父・初七日墓前●亡き父の体そのままを、この屋形(やぎょう・亡くなった人の仮住まい)の下に10年ばかり寝かせたあと、去年の春、掘り起こして骨をすべて拾い集め、砂浜の波打ち際で、真白い衣を着て兄とふたりで、父の骨のひとつひとつを慈しみながら白布で洗い清めた。頭骨以外は積みあげた薪にて荼毘に付し、母は父の頭骨を真綿に包んで胸に抱き、そして家族のみんなで2時間ばかり父の燃え往く姿を眺め黄泉の國へと見送った。
10年前の春3月、父を亡くした。
亡くなる3日前、病院のベット横で看病していたワタシに突然[墓]のことを頼んできた痩せ細った父に、「心配しなくていいよ。とーちゃんに、もしものコトがあったら、ぼくはあなたを火で焼かないよ。10年間 西阿室(ニシアムロ・父の生まれ故郷) の砂浜(墓地)に 寝かせてあげるから安心していいよ。10年 ぼくは懸命に生きるから、一緒に生きようね」と今生の最後の語り合いと想い、胸の内を告げた。
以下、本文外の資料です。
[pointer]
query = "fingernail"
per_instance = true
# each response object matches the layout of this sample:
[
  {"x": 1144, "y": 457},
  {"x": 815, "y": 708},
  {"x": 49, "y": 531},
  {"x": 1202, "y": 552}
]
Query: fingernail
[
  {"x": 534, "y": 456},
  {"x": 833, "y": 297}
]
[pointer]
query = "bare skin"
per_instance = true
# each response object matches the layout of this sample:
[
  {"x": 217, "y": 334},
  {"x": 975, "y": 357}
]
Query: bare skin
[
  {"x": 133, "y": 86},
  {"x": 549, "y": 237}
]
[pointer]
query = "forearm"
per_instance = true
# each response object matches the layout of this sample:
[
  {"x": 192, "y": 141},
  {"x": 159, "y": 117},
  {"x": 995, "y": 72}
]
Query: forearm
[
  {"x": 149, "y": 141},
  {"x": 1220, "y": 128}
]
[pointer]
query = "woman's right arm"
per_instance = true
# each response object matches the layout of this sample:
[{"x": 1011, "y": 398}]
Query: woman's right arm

「チャ〜そうしてね、そうしたら とーちゃん 安心じゃが」と 父はおおきな深呼吸をひとつして、静かに眼を閉じた。
その語り合いが 父との 最後の交わす言葉となった。
その後の10年の日々は、父との最後の会話のとおり、ともに生きる日々が続いた。あるときはわたしの手を取り筆を走らせ、ワタシの知らない文字や言葉を書き連ね多くの[教え]を伝えてきた。またあるときは[夢]の中でいくつかの教えを見せてくれたのだった。前記の「白い砂浜の波打ち際で、真白い衣を着て兄とふたりで、父の骨のひとつひとつを白布で洗い清め、積みあげた薪にて荼毘に付す[改葬の儀]の景色は、2〜3年前[夢]に見た、そのままの景色を行なったのだった。[夢]から目が覚めた時、なぜかその夢をはっきりと覚えていて、直感で父の[導き]と感じ、兄と二人の白装束の上下と白足袋、洗骨の用具、薪の数などを枕元でメモ書きしたのである。
ワタシは父の[魂]に導かれ、この10年を[魂]と共に生きたことを実感をもって理解している。